Guide: Data interoperability (codecs → DataModel)
This guide is a quick “entrypoints map” for converting between external wire formats and X07’s canonical in-memory representation: ext.data_model.
Result docs (OK/ERR)
Most codec entrypoints return a deterministic “result doc” in bytes form:
- OK: first byte is
1, followed by the payload bytes. - ERR: first byte is
0(useext.data_model.doc_error_code/ext.data_model.doc_error_msg).
For OK docs, the payload bytes are:
payload = doc[1..](slice from offset 1 to end)
Canonical decode/encode entrypoints
Text formats typically follow a split:
- decode:
ext.<format>.data_model.parse(...)→ OK payload is a DataModel value encoding - encode:
ext.data_model.<format>.emit_canon(...)→ OK payload is the encoded bytes for that format
Binary formats usually expose both decode and encode in the same package module.

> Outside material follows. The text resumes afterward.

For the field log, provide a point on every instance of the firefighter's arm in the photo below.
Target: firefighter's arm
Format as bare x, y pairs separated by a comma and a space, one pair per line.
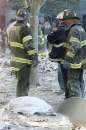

| Format | Decode (bytes → DataModel) | Encode (DataModel → bytes) |
|---|---|---|
| JSON | ext.json.data_model.parse | ext.data_model.json.emit_canon |
| TOML | ext.toml.data_model.parse | ext.data_model.toml.emit_canon |
| YAML | ext.yaml.data_model.parse | ext.data_model.yaml.emit_canon |
| XML | ext.xml.data_model.parse | ext.data_model.xml.emit_canon |
| INI | ext.ini.data_model.parse | ext.data_model.ini.emit_canon |
| CSV | ext.csv.data_model.parse | ext.data_model.csv.emit_canon |
| CBOR | ext.cbor.data_model.parse_v1 | ext.cbor.data_model.emit_v1 |
| MessagePack | ext.msgpack.data_model.parse_v1 | ext.msgpack.data_model.emit_v1 |
| Protobuf | ext.pb.data_model.decode_v1 | ext.pb.data_model.emit_v1 |
Notes:
- For CBOR/MessagePack/Protobuf, the
ext.*.data_modelmodules also provide helpers likeis_err,err_code, andget_bytesfor extracting OK payload bytes. - For JSON, the parser canonicalizes input first (stable key order, stable formatting) and then produces a DataModel value.
Canonical roundtrip check (recommended)
To verify semantic equivalence across codecs:
- Decode input bytes into a DataModel doc (result doc with OK payload = DataModel value bytes).
- Re-encode from the decoded doc into each output format (result doc with OK payload = encoded bytes).
- Decode each output back into DataModel, and compare the OK payload bytes (byte equality) or emit a deterministic “lossy” explanation.
Expert (conventions)
- Treat decoded data as untrusted input: validate the DataModel value against your contracts before acting on it.
- Keep module boundaries stable by passing “result doc” bytes across worlds; decode to structured forms only where needed.
- Prefer comparing canonical DataModel bytes for “semantic equality” across codecs; compare emitted text bytes only when exact formatting is part of the contract.